IMAGE KOLUMNE NR. 21 / NOVEMBER 2008

Herbede und die Nackt-Scanner

Wo soll das noch alles enden? Einführung von Nackt-Scannern an deutschen Flughäfen! Ich habe dies erst einmal für einen Scherz gehalten, aber die Scanner gibt es in anderen Ländern ja schon wirklich! Da hat die Lobby der international tätigen Voyeure aber ganze Arbeit geleistet, getreu dem Motto: „Der Voyeur braucht kein Gehör!“. Und bei dem dort tätigen Personal bekommen bestimmte Sätze bei den Gesprächen in der Dienstpause auf einmal eine ganz andere Bedeutung: „Ich hatte heute wieder einige heiße Nacktschnecken in der Kontrolle“ oder „Ich hab bei meinen Kontrollen heute nur nacktes Elend gesehen“. Und vor allen Dingen müssen sich bestimmte Berufsgruppen komplett umorientieren. Die Paparazzi zum Beispiel. Dann heißt es nicht mehr stundenlanges Warten hinter dornigen Büschen unter heißer Sonne, bis man den Promi beim Nacktbaden im Pool erwischt. Da heißt es dann ab sofort gute Scannerfotos bei der Kontrolle am Flughafen zu machen!

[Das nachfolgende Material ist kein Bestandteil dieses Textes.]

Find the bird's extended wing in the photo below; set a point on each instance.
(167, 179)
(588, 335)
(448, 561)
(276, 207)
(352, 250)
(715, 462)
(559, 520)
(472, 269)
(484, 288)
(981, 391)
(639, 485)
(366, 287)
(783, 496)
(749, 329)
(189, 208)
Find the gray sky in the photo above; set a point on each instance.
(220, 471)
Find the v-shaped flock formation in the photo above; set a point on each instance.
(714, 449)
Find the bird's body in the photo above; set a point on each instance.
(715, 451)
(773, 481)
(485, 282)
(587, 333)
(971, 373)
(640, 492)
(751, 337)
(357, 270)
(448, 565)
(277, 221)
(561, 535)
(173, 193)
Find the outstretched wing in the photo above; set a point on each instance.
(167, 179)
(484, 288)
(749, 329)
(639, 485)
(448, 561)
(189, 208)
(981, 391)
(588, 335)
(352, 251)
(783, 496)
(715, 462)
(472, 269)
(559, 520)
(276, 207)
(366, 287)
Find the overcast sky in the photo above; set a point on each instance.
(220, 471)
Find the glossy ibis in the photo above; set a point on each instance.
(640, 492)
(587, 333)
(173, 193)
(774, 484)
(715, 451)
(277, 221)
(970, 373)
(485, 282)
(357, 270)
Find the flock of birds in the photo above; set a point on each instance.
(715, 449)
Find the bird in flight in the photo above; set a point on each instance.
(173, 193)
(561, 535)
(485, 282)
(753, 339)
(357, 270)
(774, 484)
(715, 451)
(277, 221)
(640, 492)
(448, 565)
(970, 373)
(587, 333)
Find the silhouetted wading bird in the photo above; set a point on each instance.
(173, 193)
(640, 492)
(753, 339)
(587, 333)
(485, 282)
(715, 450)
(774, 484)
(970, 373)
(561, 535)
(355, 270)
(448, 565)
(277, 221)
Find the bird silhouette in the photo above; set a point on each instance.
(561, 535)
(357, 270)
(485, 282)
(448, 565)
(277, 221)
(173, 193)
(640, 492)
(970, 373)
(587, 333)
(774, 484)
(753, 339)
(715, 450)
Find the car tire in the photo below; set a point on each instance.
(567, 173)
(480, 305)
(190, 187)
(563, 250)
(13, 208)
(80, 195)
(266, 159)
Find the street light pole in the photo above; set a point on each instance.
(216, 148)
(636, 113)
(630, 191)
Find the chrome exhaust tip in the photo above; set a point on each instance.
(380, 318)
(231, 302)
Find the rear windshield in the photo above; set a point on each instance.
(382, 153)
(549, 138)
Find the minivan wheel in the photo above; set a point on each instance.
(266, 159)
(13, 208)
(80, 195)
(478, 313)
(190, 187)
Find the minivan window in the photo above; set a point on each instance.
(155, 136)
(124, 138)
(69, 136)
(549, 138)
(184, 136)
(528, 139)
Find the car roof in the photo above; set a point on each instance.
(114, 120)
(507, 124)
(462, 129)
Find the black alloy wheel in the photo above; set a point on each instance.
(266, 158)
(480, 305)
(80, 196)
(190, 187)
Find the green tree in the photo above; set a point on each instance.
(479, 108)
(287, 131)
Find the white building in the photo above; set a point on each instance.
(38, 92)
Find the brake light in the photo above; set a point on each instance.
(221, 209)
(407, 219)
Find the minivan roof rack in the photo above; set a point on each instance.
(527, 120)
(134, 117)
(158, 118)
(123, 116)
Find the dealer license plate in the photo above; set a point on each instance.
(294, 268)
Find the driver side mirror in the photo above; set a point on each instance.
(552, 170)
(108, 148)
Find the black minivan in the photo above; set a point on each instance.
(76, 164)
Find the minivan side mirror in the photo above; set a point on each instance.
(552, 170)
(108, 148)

Was mir aber richtig Sorgen macht ist der Fakt, dass diese Nackt-Scanner ein Erfolg werden könnten und dann überall in unserem alltäglichen Leben eingesetzt würden. Jetzt stell dir mal vor, du willst in ein paar Jahren mal eben zum Einkaufen ins Dorf nach Herbede und dafür schreibst du vorher am Küchentisch deinen Einkaufszettel. Das brauchst du dann nicht mehr, denn Jeder, der ins Dorf will, muss erst durch diesen Nackt-Scanner gehen. Nach der Durchleuchtung erhältst du dann automatisch ein Ergebnisprotokoll. Und dieses Protokoll ersetzt deinen Einkaufszettel und könnte dann so aussehen: herzlich willkommen in Herbede! Unser durchgeführter Scann hat folgende Fakten ergeben. Sie haben Übergewicht. Die Süßigkeiten-Abteilungen, Cafes und Schnell-Imbisse in unserem Einkaufsgebiet werden für Sie zur Sperrzone erklärt.  Der Ausdünstungsgrad ihres Körpers liegt um 25% über dem zulässigen Grenzwert. Sie werden aufgefordert, unverzüglich eine unserer vorhandenen Hygieneartikel-Abteilungen aufzusuchen, diese Artikel käuflich zu erwerben und diese dann auch anzuwenden. Auf Grund ihrer Gewichtszunahme passt ihre Unterwäsche nicht mehr. Sie werden aufgefordert, umgehend eines unserer Fachgeschäfte aufzusuchen, um dieses persönliche Defizit Ihrerseits zu beheben. Ihre Frisur ist das Letzte. Momentan sind sie als „optisches Elend“ eingestuft.  Suchen sie eine Fachkraft zur Gestaltung des menschlichen Haupthaares auf. Zuwiderhandlungen werden mit Bußgeld belegt. Der Inhalt ihrer mitgeführten Geldbörse beträgt 52,81 €. Dieser Betrag ist nicht ausreichend für die zu erledigenden Aufgaben des Ergebnisprotokolls. Suchen sie ihr Geldinstitut in unserem Einkaufsgebiet auf. Der mitgeführte Kontoauszug in ihrer Brieftasche weißt aus, dass sie kein Geld mehr bei ihrer Bank erhalten. Bitte nehmen sie umgehend einen neuen Kredit auf.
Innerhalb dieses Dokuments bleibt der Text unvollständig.